Glutathione parameters and carbonyl protein

Frozen tissues were homogenized in ice-cold 10% (w/v) trichloroacetic acid with a hand-held glass homogenizer. The crude homogenate was centrifuged 10,000 × g for 6 min at 4 °C. The supernatant was used for the determination of glutathione parameters and the pellet used for the protein carbonyl assay. Total glutathione equivalents (GSH-eq), reduced glutathione (GSH), disulfide glutathione (GSSG), and the ratio between disulfide and total glutathione (GSSG/GSH-eq) were measured by the enzymatic recycling method as described previously without any modification[75]. Glutathione parameters are presented as μmol or nmol per gram of wet weight. The levels of protein carbonyls were quantified as an index of protein oxidation by ROS following a spectrophotometric protocol previously described[75]. Carbonyl concentration is expressed as nmol per milligram of protein.

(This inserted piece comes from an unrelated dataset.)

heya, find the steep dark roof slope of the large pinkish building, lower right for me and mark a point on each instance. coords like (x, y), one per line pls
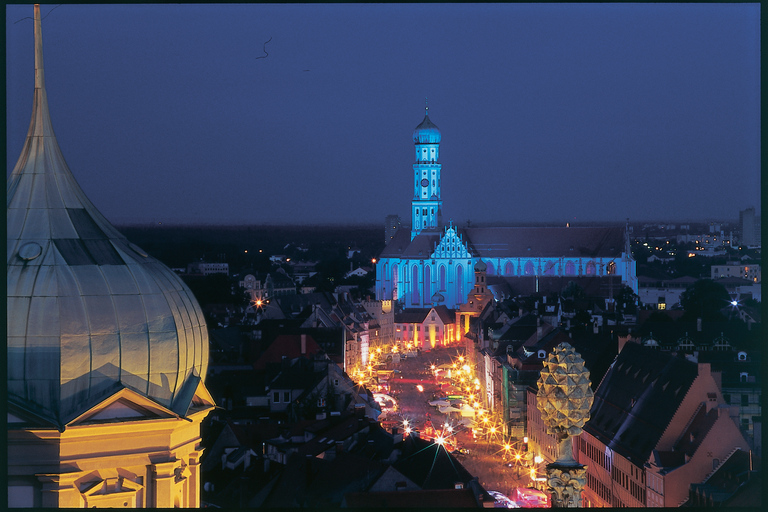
(638, 398)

Lipid peroxidation markers

Two biochemical indicators of lipid peroxidation were measured. The thiobarbituric acid reactive substances (TBARS) assay was used to detect lipid peroxidation end products, whereas the xylenol orange assay was used to estimate the levels of lipid hydroperoxides (LOOH), which are intermediate products of the lipid peroxidation cascade. For the xylenol orange assay, tissues were homogenized in ice-cold methanol using a hand-held glass homogenizer. The resulting homogenate was centrifuged for 5 minutes at 10,000 × g and 4 °C, then the supernatant was used in the assay following procedures as previously described[77]. LOOH content is expressed as cumene hydroperoxides equivalents per gram of wet weight (CHP-eq/gww). Phosphoric acid at 1.1% (w/v) containing 0.1 mmol l−1 butylated hydroxytoluene was used to homogenize intestine samples in a hand-held glass homogenizer in ice. The crude homogenate was directly used in the TBARS assay as previously described[33]. Levels of TBARS are expressed as nmol per gram of wet weight.

Statistical analysis

Prior to the application of parametric or nonparametric statistical tests, Shapiro–Wilk and Levene’s tests were performed to evaluate the assumptions of normality and homogeneity of variance respectively. Then, one-way ANOVA (or nonparametric Kruskal Wallis test) was used to compare ‘late autumn’, ‘winter dormancy’, ‘arousal’ and ‘spring activity’ groups, followed by the post hoc Tukey test (or nonparametric Mann-Whitney test). To evaluate the effect of food deprivation in active lizards during the spring, ‘fed’ and ‘unfed’ groups were compared by means of parametric two-tailed Student’s t-test or nonparametric Mann-Whitney test. All statistical analyses were conducted using SPSS (version 13.0, Chicago, SPSS Inc.), and the tests assumed P values below 0.05 to be statistically significant. Data are presented as mean ± s.e.m. The datasets generated during and analyzed during the current study are available from the corresponding author on reasonable request.